Inflation rose to 2.8 percent in May, the Bureau of Labor Statistics reported Tuesday in the latest sign that the long-running economic recovery is maturing.
The 2.8 percent annual inflation rate, as measured by the Consumer Price Index, is the highest such mark since early 2012. Higher gas and housing costs helped drive the increase in May.
For wage and salary earners, those higher costs eat into purchasing power and are not a good thing.
From the perspective of the Federal Reserve, however, higher inflation is a good sign in that it is evidence that the economy is performing near its full capacity.
[Related: US unemployment rate ties lowest level in nearly 50 years]
Tuesday’s report will encourage the Fed officials gathering in Washington Tuesday for a two-day monetary policy meeting that they are on the right track in pursuing slow interest rate hikes to tighten monetary policy. The increase in inflation helps assure that they will implement another quarter percentage point interest rate hike this week.
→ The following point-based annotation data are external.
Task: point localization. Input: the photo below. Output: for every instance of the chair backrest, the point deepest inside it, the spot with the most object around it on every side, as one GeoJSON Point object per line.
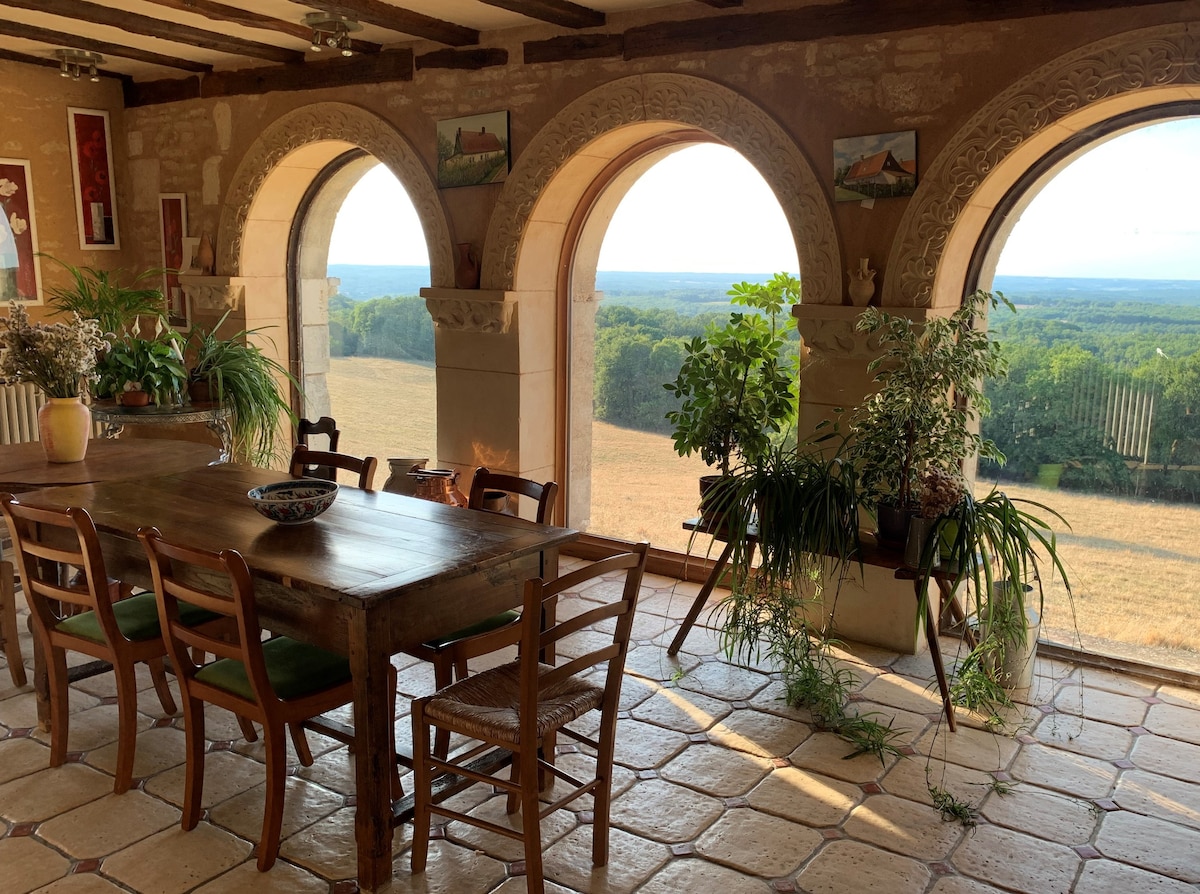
{"type": "Point", "coordinates": [537, 637]}
{"type": "Point", "coordinates": [486, 480]}
{"type": "Point", "coordinates": [178, 574]}
{"type": "Point", "coordinates": [325, 425]}
{"type": "Point", "coordinates": [48, 540]}
{"type": "Point", "coordinates": [307, 463]}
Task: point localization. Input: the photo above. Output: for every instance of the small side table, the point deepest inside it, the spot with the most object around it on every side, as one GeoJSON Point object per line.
{"type": "Point", "coordinates": [113, 419]}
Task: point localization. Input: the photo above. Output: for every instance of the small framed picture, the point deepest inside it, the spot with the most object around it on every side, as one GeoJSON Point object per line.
{"type": "Point", "coordinates": [879, 167]}
{"type": "Point", "coordinates": [91, 163]}
{"type": "Point", "coordinates": [21, 273]}
{"type": "Point", "coordinates": [173, 229]}
{"type": "Point", "coordinates": [473, 150]}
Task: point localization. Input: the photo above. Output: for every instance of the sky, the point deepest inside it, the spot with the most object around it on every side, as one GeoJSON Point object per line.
{"type": "Point", "coordinates": [1111, 213]}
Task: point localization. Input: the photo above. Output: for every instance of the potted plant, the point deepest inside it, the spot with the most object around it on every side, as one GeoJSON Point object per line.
{"type": "Point", "coordinates": [235, 372]}
{"type": "Point", "coordinates": [99, 295]}
{"type": "Point", "coordinates": [137, 371]}
{"type": "Point", "coordinates": [738, 382]}
{"type": "Point", "coordinates": [930, 391]}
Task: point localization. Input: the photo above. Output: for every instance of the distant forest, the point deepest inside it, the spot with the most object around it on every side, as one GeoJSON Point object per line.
{"type": "Point", "coordinates": [1079, 351]}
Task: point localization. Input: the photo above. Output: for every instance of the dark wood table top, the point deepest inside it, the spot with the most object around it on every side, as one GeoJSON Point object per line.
{"type": "Point", "coordinates": [370, 545]}
{"type": "Point", "coordinates": [23, 467]}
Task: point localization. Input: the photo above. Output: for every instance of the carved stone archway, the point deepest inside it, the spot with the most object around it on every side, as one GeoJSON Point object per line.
{"type": "Point", "coordinates": [339, 123]}
{"type": "Point", "coordinates": [660, 101]}
{"type": "Point", "coordinates": [943, 223]}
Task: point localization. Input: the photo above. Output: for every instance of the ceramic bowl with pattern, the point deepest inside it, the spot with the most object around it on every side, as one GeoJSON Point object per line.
{"type": "Point", "coordinates": [293, 502]}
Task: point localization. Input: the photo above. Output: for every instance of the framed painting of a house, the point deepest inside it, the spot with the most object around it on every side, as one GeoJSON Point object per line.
{"type": "Point", "coordinates": [91, 162]}
{"type": "Point", "coordinates": [473, 150]}
{"type": "Point", "coordinates": [21, 277]}
{"type": "Point", "coordinates": [877, 167]}
{"type": "Point", "coordinates": [173, 226]}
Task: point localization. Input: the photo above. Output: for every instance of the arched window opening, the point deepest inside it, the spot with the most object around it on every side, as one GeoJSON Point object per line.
{"type": "Point", "coordinates": [666, 239]}
{"type": "Point", "coordinates": [367, 339]}
{"type": "Point", "coordinates": [1098, 417]}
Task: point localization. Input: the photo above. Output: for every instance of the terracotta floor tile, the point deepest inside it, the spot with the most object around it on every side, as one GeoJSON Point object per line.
{"type": "Point", "coordinates": [640, 811]}
{"type": "Point", "coordinates": [173, 861]}
{"type": "Point", "coordinates": [757, 844]}
{"type": "Point", "coordinates": [870, 869]}
{"type": "Point", "coordinates": [29, 864]}
{"type": "Point", "coordinates": [1151, 844]}
{"type": "Point", "coordinates": [1168, 757]}
{"type": "Point", "coordinates": [1159, 796]}
{"type": "Point", "coordinates": [107, 825]}
{"type": "Point", "coordinates": [1018, 862]}
{"type": "Point", "coordinates": [805, 797]}
{"type": "Point", "coordinates": [1107, 876]}
{"type": "Point", "coordinates": [1060, 817]}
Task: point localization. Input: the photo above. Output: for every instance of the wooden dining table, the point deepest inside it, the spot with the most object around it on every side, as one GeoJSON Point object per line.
{"type": "Point", "coordinates": [373, 575]}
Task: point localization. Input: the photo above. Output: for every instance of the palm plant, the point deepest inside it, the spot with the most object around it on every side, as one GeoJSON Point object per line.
{"type": "Point", "coordinates": [247, 381]}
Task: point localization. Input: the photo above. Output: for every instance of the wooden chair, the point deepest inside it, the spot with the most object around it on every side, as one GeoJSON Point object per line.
{"type": "Point", "coordinates": [9, 631]}
{"type": "Point", "coordinates": [450, 654]}
{"type": "Point", "coordinates": [306, 462]}
{"type": "Point", "coordinates": [277, 683]}
{"type": "Point", "coordinates": [121, 631]}
{"type": "Point", "coordinates": [520, 706]}
{"type": "Point", "coordinates": [324, 426]}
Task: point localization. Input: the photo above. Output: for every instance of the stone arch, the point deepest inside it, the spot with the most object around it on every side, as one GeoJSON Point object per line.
{"type": "Point", "coordinates": [939, 234]}
{"type": "Point", "coordinates": [343, 126]}
{"type": "Point", "coordinates": [635, 108]}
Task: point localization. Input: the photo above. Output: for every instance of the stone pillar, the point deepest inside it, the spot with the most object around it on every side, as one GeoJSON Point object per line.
{"type": "Point", "coordinates": [496, 382]}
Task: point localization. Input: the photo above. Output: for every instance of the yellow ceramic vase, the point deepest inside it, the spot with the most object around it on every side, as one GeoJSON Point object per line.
{"type": "Point", "coordinates": [64, 425]}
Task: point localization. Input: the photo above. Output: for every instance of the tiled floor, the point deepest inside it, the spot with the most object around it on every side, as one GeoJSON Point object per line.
{"type": "Point", "coordinates": [723, 789]}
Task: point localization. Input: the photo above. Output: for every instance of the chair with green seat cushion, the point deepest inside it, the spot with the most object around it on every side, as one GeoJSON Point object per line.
{"type": "Point", "coordinates": [279, 683]}
{"type": "Point", "coordinates": [450, 653]}
{"type": "Point", "coordinates": [46, 544]}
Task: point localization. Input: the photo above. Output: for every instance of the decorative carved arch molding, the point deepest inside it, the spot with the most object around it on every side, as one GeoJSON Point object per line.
{"type": "Point", "coordinates": [346, 124]}
{"type": "Point", "coordinates": [693, 102]}
{"type": "Point", "coordinates": [948, 213]}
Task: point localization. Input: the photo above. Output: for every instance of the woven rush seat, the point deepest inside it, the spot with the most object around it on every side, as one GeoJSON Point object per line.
{"type": "Point", "coordinates": [487, 705]}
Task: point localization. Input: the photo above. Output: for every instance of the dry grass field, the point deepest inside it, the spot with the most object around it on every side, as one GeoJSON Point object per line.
{"type": "Point", "coordinates": [1134, 564]}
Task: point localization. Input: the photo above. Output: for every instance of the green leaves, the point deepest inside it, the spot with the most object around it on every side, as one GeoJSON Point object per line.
{"type": "Point", "coordinates": [738, 382]}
The Fed targets 2 percent inflation, although it uses a different metric than the CPI. For almost all of the past half-decade it has seen inflation fall below that line — a worrying indication that the country may have suffered slower growth and weaker job creation than possible.
The underlying details of Tuesday’s report suggest that inflation is trending up. Stripping out volatile food and energy prices, “core” inflation was 2.2 percent, the fastest since the beginning of last year.